Slow Boring Book Club: Slouching Toward Utopia
A conversation between Matt and economic historian Brad Delong
We’re excited to announce our second Slow Boring Book Club Thursday, October 13 at 8:30pm Eastern.
We’ll be joined by Brad Delong, economic historian and professor of economics, to discuss his new book Slouching Toward Utopia: An Economic History of the Twentieth Century. You can purchase the book online or at your local bookstore.
This event, which will feature a conversation between Matt and Brad followed by an audience Q&A, is for paid subscribers.
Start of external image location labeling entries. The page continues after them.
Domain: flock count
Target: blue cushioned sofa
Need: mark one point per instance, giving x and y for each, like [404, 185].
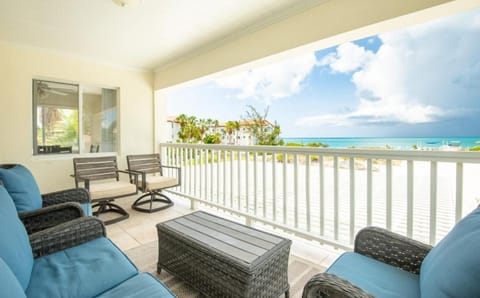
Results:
[23, 188]
[71, 259]
[62, 205]
[385, 264]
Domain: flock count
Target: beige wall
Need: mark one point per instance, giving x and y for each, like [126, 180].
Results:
[328, 24]
[18, 65]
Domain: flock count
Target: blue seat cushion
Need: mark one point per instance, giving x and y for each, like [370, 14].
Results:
[21, 185]
[9, 283]
[452, 267]
[81, 271]
[15, 247]
[87, 209]
[142, 285]
[374, 277]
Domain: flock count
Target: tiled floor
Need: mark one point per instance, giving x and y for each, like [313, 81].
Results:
[137, 237]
Between now and October 1, we’re offering 20 percent off a yearly subscription for anyone who’d like to attend — and we always offer discounts for students, teachers, and government employees.
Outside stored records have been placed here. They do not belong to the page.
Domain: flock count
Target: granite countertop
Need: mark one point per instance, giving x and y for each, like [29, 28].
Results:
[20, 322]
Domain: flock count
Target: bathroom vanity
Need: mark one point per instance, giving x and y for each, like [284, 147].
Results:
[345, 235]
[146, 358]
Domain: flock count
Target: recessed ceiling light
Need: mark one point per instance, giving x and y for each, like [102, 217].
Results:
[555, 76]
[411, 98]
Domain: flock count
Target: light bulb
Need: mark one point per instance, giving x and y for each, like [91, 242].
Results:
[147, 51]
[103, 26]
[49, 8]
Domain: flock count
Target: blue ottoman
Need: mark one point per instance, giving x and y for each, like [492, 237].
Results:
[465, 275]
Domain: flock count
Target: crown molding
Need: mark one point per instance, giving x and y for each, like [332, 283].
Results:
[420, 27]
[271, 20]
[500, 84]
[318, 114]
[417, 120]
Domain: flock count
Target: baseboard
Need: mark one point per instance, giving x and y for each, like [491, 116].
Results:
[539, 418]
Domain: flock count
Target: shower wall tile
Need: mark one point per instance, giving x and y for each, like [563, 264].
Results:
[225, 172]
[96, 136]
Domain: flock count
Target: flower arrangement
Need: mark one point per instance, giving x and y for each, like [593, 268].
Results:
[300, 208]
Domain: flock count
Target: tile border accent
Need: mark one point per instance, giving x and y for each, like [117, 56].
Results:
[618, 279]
If you have any questions about subscriptions, please reach out to kate@slowboring.com.
About the book
Before 1870, humanity lived in dire poverty, with a slow crawl of invention offset by a growing population. Then came a great shift: invention sprinted forward, doubling our technological capabilities each generation and utterly transforming the economy again and again. Our ancestors would have presumed we would have used such powers to build utopia. But it was not so. When 1870–2010 ended, the world instead saw global warming; economic depression, uncertainty, and inequality; and broad rejection of the status quo.
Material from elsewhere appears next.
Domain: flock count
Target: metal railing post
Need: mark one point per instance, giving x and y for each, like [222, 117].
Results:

Economist Brad DeLong's Slouching Towards Utopia tells the story of how this unprecedented explosion of material wealth occurred, how it transformed the globe, and why it failed to deliver us to utopia. Of remarkable breadth and ambition, it reveals the last century to have been less a march of progress than a slouch in the right direction.
About the author
J. Bradford DeLong, an economic historian, is a professor of economics at the University of California, Berkeley. He was a deputy assistant secretary of the U.S. Treasury during the Clinton administration. He writes a widely read economics blog, now at braddelong.substack.com. He lives in Berkeley, California.